Vitor Pinheiro and colleagues from Philipp’s group used sophisticated protein engineering techniques to adapt enzymes, that in nature synthesise and replicate DNA, to establish six new genetic systems based on synthetic nucleic acids. These have the same bases as DNA but the ribose linkage between them is replaced by quite different structures.
In doing this they showed that there is no functional imperative limiting genetic information storage to RNA and DNA. Therefore, the discovery has implications for the understanding of life on Earth. As other informational molecules can be robustly synthesised and replicated, the emergence of life on Earth is likely to reflect the abundance of RNA (and DNA) precursors in early Earth.
One of the practical applications of the techniques developed by the team is likely to be the development of functional nucleic acids, called aptamers, with diagnostic, therapeutic and analytical applications. Aptamers can have a number of significant advantages over the current small molecule and antibody-based therapies. For example, they bind their target molecule with high specificity (like antibodies) but being smaller they are expected to have better tissue penetration. They have low-toxicity and low-immunogenicity and they can be chemically modified to improve their stability and pharmacokinetic properties.

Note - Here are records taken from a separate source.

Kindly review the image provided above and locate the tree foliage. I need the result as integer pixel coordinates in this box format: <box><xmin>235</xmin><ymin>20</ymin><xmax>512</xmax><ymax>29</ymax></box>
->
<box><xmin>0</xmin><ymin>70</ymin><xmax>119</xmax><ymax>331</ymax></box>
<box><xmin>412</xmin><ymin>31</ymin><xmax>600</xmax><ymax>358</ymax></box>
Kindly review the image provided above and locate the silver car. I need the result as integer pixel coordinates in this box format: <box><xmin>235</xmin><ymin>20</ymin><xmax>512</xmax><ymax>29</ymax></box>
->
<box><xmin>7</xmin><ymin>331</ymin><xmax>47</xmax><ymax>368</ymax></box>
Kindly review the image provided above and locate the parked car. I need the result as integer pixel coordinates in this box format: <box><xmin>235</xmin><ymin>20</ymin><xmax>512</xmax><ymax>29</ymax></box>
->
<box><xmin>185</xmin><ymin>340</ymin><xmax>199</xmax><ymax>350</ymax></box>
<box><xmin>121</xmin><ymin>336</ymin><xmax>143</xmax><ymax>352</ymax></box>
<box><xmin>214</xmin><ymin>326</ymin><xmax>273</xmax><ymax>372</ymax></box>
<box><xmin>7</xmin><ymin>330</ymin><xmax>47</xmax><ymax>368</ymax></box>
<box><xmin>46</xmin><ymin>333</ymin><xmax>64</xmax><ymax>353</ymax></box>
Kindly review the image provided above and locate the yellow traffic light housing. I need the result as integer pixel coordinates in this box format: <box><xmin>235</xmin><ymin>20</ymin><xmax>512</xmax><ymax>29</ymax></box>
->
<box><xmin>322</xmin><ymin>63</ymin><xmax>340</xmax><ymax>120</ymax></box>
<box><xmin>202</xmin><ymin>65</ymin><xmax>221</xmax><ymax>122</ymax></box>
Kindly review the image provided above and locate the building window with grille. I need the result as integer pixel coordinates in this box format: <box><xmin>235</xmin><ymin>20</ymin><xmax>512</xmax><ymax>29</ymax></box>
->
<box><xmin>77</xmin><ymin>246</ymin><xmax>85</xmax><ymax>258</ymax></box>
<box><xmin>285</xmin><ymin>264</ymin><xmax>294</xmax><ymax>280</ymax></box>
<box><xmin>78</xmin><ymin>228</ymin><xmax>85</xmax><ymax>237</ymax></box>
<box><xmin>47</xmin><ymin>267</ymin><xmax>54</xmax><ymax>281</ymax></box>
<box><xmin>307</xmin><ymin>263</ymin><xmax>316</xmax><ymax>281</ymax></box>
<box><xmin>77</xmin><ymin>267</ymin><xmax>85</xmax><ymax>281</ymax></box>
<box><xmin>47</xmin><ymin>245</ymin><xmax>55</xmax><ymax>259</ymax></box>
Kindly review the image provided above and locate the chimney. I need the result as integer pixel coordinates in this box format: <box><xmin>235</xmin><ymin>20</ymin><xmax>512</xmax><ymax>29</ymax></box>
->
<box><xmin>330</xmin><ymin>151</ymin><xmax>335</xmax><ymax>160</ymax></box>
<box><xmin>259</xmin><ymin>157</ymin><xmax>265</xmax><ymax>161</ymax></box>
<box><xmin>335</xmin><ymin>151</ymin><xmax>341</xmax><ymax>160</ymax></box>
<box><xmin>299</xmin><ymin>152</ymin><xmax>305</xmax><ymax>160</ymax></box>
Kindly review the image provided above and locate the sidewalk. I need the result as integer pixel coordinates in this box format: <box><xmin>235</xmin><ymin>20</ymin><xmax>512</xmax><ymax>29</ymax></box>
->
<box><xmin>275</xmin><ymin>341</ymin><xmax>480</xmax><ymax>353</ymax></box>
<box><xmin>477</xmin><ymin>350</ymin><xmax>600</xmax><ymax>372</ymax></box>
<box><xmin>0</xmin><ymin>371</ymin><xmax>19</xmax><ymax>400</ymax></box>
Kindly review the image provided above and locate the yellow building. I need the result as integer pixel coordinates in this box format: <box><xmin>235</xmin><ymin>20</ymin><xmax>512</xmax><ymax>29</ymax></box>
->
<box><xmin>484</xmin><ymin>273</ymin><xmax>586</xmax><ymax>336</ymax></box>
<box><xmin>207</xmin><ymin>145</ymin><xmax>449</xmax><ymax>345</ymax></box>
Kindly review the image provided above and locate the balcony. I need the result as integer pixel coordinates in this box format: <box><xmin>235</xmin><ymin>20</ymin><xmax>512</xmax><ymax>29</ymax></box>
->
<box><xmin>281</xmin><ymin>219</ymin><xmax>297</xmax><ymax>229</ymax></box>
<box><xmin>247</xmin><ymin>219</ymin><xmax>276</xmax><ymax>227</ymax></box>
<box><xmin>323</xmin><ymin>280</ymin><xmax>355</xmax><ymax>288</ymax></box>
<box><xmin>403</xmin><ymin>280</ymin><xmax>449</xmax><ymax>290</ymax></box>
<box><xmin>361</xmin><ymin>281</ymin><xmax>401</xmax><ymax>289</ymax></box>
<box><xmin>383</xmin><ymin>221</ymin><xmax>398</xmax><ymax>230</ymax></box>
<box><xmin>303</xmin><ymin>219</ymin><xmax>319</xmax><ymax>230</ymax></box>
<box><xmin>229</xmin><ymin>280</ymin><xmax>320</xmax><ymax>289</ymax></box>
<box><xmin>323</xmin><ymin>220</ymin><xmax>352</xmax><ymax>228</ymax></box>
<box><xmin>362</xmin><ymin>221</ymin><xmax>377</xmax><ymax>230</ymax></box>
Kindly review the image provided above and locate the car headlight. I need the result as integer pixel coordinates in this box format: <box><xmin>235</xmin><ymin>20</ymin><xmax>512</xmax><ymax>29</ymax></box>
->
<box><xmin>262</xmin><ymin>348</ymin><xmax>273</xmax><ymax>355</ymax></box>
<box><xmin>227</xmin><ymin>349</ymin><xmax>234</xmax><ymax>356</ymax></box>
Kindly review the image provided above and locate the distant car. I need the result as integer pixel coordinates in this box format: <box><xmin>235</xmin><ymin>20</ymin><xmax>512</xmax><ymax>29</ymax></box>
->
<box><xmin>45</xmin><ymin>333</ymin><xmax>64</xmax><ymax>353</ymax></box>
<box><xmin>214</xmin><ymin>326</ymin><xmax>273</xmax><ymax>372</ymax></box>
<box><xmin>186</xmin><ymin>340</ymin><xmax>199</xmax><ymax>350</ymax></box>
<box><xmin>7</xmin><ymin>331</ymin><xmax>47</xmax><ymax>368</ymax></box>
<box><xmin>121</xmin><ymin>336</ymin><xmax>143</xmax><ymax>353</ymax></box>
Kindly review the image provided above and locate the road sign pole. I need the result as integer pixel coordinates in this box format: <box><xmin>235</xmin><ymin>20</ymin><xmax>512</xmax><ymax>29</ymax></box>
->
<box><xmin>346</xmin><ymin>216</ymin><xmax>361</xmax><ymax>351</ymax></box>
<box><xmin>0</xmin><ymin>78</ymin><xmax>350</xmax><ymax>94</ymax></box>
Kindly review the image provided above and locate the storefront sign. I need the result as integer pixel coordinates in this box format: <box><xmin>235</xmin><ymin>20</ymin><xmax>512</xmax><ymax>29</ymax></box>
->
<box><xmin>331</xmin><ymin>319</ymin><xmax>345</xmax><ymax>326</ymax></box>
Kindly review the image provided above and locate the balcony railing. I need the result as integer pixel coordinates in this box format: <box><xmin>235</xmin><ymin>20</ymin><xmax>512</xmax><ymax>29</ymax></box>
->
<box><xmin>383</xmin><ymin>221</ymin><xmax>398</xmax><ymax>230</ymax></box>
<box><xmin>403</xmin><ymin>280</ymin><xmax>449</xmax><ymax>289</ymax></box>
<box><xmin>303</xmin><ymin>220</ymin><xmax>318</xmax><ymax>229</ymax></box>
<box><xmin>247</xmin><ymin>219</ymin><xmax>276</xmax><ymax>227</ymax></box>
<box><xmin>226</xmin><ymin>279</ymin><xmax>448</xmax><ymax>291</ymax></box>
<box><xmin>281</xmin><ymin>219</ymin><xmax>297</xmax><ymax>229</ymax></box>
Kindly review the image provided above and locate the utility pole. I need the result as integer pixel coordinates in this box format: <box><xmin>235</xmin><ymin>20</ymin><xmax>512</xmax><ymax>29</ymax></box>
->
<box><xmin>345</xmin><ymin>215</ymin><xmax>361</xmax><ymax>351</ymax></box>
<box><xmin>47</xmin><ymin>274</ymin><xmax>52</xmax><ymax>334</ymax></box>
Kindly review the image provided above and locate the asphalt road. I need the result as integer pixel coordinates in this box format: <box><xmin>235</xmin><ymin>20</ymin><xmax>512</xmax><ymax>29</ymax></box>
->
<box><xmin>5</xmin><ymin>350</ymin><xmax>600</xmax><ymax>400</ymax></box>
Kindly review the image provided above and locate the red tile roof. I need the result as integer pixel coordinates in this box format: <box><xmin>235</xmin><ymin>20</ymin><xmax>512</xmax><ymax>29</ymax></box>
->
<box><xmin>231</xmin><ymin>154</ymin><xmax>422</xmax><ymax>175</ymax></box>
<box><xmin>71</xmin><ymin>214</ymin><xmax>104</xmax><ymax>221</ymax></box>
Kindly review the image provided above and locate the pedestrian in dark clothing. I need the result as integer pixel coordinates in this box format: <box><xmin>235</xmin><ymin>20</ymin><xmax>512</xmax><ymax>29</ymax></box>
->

In the past making aptamers ‘body proof’ contributed significantly to production costs. The new HNA genetic system, developed by the LMB team, addresses that issue by efficiently producing molecules that are from the outset less susceptible to enzymatic degradation and better suited for therapeutic use. The development of new aptamers could be useful in the diagnosis and treatment of cancers, haematological, ocular and inflammatory conditions, and other diseases.
The research team included collaborators from the Katholieke Universiteit Leuven in Belgium, the Center for Evolutionary Medicine and Informatics at Arizona State University and the Nucleic Acid Centre at the University of Southern Denmark. The research was funded by the Medical Research Council, the European Framework program and the European Science Foundation.